Pharmacological treatments might also be considered for individuals with co-occurring BN and SUDs, either as an adjunct to CBT or after psychological treatment fails. Medications with efficacy for BN or substance use are possible options, including fluoxetine or acamprosate. Naltrexone has been evaluated for BN (e.g. Jonas & Gold, 1986–1987–1988; Mitchell et al., 1989), and alcohol and opioid dependence (for reviews, see Johansson, Berglund, & Lindgren, 2006 and Pettinati et al., 2006); however, naltrexone was not more effective than placebo for individuals with eating disorders and substance use (O’Malley et al., 2007). Additional research to investigate the neurobiology underlying the disorders, including brain imaging and 5-HT studies, is needed in order to identify biological features common to both BN and SUDs that could be targeted with medications.

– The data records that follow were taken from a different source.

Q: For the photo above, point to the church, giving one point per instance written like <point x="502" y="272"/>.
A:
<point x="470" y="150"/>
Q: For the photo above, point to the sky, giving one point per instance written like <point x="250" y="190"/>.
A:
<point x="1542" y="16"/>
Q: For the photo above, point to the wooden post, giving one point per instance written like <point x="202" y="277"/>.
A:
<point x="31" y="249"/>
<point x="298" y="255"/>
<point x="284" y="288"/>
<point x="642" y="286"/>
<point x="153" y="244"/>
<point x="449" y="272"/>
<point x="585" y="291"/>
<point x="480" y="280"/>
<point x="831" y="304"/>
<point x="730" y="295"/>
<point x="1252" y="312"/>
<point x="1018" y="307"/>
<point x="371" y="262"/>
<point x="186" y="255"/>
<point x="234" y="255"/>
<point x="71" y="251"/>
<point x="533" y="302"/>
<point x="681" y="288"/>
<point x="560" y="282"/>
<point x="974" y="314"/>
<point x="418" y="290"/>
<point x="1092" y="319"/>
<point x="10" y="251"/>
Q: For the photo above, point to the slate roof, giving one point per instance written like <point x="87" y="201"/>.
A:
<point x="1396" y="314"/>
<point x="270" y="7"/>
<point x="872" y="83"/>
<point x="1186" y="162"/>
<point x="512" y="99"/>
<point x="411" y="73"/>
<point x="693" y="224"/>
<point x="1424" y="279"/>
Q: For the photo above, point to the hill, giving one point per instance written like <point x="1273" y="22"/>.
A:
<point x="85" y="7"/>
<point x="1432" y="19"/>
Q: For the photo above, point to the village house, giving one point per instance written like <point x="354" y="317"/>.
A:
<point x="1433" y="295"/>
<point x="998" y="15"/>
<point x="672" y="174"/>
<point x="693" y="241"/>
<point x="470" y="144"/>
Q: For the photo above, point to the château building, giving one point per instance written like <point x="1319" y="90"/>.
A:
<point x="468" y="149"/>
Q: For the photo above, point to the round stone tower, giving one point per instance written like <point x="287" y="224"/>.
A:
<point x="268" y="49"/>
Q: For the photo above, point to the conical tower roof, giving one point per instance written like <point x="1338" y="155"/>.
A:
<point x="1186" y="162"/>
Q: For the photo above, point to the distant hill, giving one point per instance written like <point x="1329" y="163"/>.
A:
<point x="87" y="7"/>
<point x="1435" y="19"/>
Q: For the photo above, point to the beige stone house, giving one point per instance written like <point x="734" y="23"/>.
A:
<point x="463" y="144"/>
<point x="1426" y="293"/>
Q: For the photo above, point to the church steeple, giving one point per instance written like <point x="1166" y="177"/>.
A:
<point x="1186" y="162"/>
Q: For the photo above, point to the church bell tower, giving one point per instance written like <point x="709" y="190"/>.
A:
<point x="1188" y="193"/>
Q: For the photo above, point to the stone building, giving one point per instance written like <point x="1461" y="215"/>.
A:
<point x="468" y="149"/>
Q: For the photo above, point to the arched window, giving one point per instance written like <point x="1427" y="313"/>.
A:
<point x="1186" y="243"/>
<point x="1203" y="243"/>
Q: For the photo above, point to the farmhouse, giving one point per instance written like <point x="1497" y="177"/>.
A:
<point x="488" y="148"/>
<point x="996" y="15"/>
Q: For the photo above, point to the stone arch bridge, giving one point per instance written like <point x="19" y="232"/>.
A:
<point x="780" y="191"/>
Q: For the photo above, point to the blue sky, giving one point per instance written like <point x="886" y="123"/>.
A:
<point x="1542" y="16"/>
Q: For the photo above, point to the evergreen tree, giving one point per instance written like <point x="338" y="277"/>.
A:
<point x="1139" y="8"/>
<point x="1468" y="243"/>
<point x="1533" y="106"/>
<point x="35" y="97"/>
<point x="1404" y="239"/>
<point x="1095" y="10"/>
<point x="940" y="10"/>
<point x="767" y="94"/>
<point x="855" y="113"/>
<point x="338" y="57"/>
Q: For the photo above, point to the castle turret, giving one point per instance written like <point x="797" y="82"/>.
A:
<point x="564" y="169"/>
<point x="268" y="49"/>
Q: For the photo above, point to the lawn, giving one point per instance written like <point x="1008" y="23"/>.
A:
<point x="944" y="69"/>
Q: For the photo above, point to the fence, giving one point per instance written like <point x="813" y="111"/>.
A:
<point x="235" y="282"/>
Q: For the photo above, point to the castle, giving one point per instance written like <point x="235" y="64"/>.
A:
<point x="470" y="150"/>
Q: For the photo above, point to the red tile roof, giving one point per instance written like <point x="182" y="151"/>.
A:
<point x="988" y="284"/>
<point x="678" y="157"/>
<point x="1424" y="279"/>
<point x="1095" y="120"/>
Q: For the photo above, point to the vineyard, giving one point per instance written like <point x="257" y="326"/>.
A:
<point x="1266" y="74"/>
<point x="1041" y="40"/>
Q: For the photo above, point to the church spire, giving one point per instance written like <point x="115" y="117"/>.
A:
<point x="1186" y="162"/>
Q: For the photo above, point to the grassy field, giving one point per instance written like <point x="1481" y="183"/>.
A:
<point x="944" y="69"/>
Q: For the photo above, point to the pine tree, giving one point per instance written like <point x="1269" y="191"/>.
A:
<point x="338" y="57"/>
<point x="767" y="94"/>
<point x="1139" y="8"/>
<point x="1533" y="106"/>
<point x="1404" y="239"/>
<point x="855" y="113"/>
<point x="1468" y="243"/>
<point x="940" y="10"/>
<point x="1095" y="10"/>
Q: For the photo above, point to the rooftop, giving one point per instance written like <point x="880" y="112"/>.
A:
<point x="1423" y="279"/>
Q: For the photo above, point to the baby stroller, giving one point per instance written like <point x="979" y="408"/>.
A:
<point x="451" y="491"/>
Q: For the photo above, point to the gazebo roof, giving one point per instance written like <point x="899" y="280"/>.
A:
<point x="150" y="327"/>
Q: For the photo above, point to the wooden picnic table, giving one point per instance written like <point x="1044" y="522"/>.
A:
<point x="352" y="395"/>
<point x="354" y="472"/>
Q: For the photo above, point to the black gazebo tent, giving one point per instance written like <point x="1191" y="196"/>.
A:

An integrated form of CBT appears to be a viable option for individuals with both BN and SUDs, with adaptations to the standard cognitive-behavioural therapies to address commonalities across the disorders. The description of an expanded version of CBT for BN (Fairburn, 2008) suggests a means by which to address shared characteristics through modules that allow for flexibility in the individualization of the treatment. In the population of patients with BN and SUDs, as previously described, motivation, interpersonal relationships, reward sensitivity and impulsive behaviours may be of particular relevance. However, as relatively little research is available on the overlap of BN and SUDs, especially with regard to treatment, future studies should evaluate additional common features to target in treatment, and the efficacy of a treatment adapted to address salient features observed among individuals with this particular dual diagnosis.
The authors acknowledge the invaluable assistance of G. Terence Wilson, Ph.D. who provided guidance during the development of this paper and evaluated earlier drafts of the manuscript.